Good Evening All!!
Taking out time of routine and writing is fun sometimes. I am trying to be regular here, but. I know this is just another excuse. I will try to write more often.
With growing age, I have learned many things, which I was aware of but not enough mature to accept. One thing is that "Nothing is Forever", not love, not attachment or pain. We would become habitual of that pain and eventually forget what was hurting most. With age, you will understand what people around you won't be able to express. You won't ask for an explanation, you will accept it and will move on without a grudge toward them. It will be you who will suffer for longer because you were expecting that was true and forever, but it was never. So better to accept it, because for whom you are aching has left you long back or maybe those were never into you. Is it really so hard to forget things so easily?? Maybe yes or maybe not. You won't get its answer ever. If love can't be forever then how could pain be? Nonending topic..right? I have learned...let it go, that was never yours, few beautiful memories I have for myself.

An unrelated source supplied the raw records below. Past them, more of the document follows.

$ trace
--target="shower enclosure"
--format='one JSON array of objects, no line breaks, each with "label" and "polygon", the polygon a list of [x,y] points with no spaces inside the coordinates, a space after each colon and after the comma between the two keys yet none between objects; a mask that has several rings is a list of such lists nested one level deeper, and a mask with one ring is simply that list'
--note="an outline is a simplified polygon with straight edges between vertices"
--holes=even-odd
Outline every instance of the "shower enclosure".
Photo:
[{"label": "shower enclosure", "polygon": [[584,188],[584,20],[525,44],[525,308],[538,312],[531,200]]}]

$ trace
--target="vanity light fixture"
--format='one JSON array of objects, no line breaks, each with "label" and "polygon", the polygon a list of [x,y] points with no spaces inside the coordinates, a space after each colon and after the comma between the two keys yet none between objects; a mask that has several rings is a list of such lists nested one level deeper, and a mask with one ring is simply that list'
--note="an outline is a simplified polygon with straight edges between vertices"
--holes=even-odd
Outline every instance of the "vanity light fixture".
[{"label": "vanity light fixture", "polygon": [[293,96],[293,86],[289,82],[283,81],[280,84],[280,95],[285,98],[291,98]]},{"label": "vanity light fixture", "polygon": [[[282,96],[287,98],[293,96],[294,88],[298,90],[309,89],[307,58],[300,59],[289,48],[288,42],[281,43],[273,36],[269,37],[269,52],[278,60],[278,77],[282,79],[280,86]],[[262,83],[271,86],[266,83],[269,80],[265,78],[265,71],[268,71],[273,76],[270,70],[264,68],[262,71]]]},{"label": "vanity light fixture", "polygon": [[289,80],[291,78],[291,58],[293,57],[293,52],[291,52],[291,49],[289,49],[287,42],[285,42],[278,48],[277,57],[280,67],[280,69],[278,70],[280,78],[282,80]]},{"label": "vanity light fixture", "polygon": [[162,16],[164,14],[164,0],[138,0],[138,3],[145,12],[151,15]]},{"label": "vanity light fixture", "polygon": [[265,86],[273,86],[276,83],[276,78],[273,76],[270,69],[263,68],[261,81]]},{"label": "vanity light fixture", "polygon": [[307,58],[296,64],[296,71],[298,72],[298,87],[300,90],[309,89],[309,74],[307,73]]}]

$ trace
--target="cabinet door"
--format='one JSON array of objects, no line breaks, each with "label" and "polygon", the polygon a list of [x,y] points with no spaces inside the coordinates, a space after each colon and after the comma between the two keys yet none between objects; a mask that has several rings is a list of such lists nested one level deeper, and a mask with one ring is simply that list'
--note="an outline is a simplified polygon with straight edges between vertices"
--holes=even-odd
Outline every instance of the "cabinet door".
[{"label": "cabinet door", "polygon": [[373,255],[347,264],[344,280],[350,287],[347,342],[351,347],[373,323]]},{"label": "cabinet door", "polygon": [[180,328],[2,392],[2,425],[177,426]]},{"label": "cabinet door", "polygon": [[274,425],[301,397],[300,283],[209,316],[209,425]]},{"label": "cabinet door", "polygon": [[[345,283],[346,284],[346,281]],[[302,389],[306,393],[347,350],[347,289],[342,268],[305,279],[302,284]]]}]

So today nothing new, just another formal look with a different formal shirt. Rest is the same as last look, pants, and blazer. This green top is one of my favorites. Very smart and classy formal. I tried it with the jacket and without the jacket. And I paired it with heels instead of wedges. So how do I look? I am eager to know. Keep giving your expert comments about the look and about my thoughts. this is the only place where I always would like to express myself.